«Il governo ha deciso di prepararsi al peggio - titola il quotidiano economico russo Rbc - ma non sa come». E intanto il peggio sembra sempre più vicino: per gli investitori, il legame tra Russia e petrolio è immediato. Il giorno dopo l’allarme lanciato dal primo ministro Dmitrij Medvedev, sulla scia di tutti gli altri mercati, la Borsa di Mosca ha reagito alla discesa del petrolio sotto quota 30 dollari al barile (minimi di 12 anni) con uno scivolone del 6%, per arrivare al livello più basso dal 17 dicembre 2014, a 851,62 punti. Gazprom, primo produttore al mondo di gas naturale, ha perso il 3,9% dopo aver riportato per il terzo trimestre 2015 una perdita netta di 2 miliardi di rubli (26 milioni di dollari).
La moneta russa, in calo sul dollaro a 77,82 rubli, negli scambi con l’euro ha scavalcato la soglia degli 85 rubli per la prima volta da quel terribile dicembre 2014, quando la Banca centrale, per salvarlo, fece scattare i tassi di interesse di 6,5 punti percentuale in una notte. Da allora Bank Rossii ha cercato di ridurre gradualmente il costo del denaro e gli interventi sul rublo, per non prosciugare le riserve.

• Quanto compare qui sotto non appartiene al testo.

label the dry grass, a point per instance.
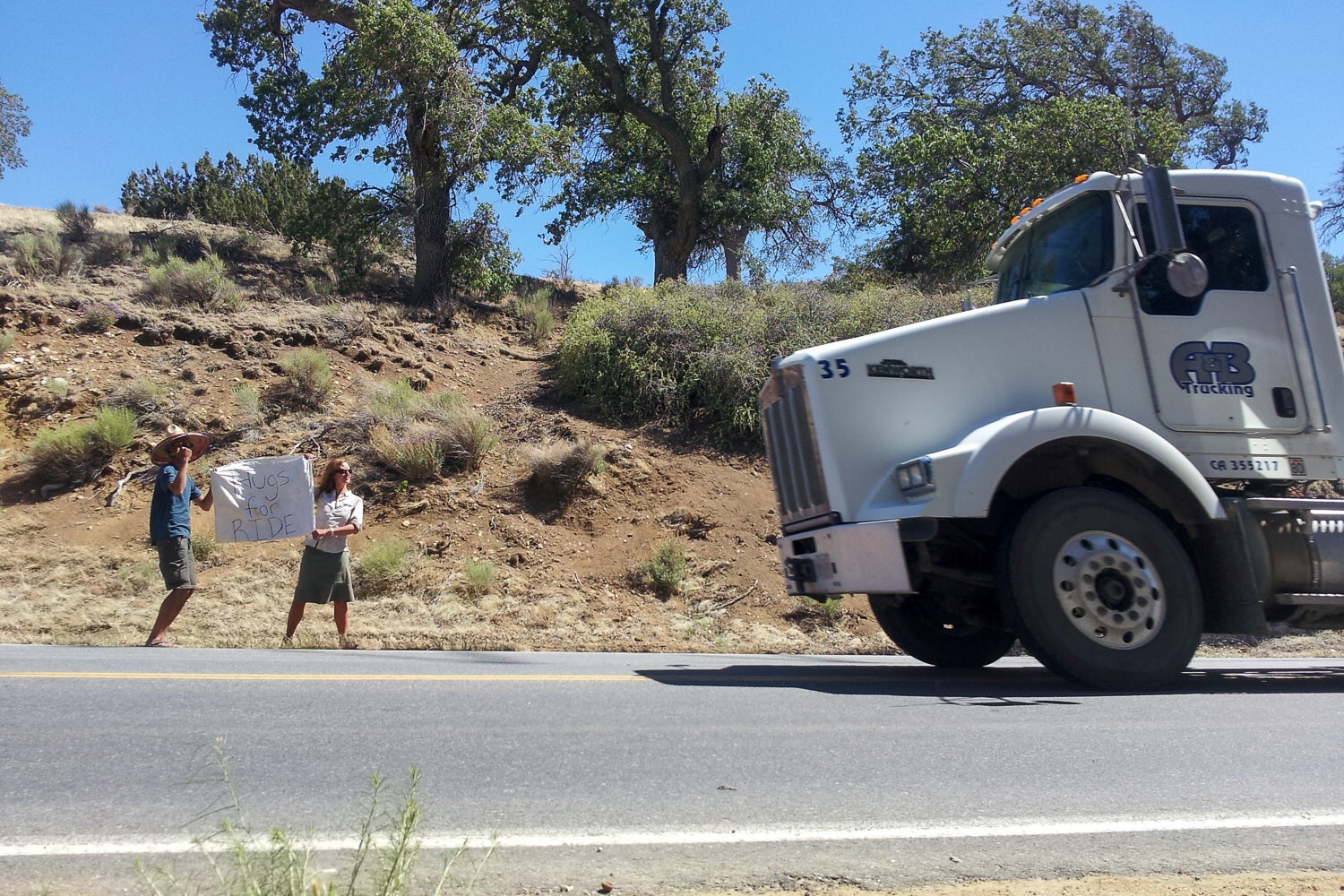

Ma i margini per il governo Medvedev, che ricava dalla vendita di gas e petrolio la metà circa delle proprie entrate, sono sempre più stretti. Da Vladimir Putin allo stesso Medvedev, ad Anton Siluanov, il ministro delle Finanze, nessuno più nasconde la gravità della situazione, e la necessità di rimettere mano a un budget calcolato, in autunno, su un petrolio a 50 dollari. Mercoledì Siluanov ha preannunciato ulteriori tagli alla spesa, del 10%, mentre l’inflazione vicina al 13% appesantisce i sacrifici che il Cremlino - già in modalità elettorale, tra le parlamentari di fine anno e le presidenziali del 2018 - avrebbe volentieri rinviato. Un assaggio delle proteste che potrebbero seguire è venuto ieri da Sochi e Krasnodar, dove gruppi di pensionati hanno bloccato la circolazione per contestare la riduzione delle agevolazioni nel trasporto pubblico.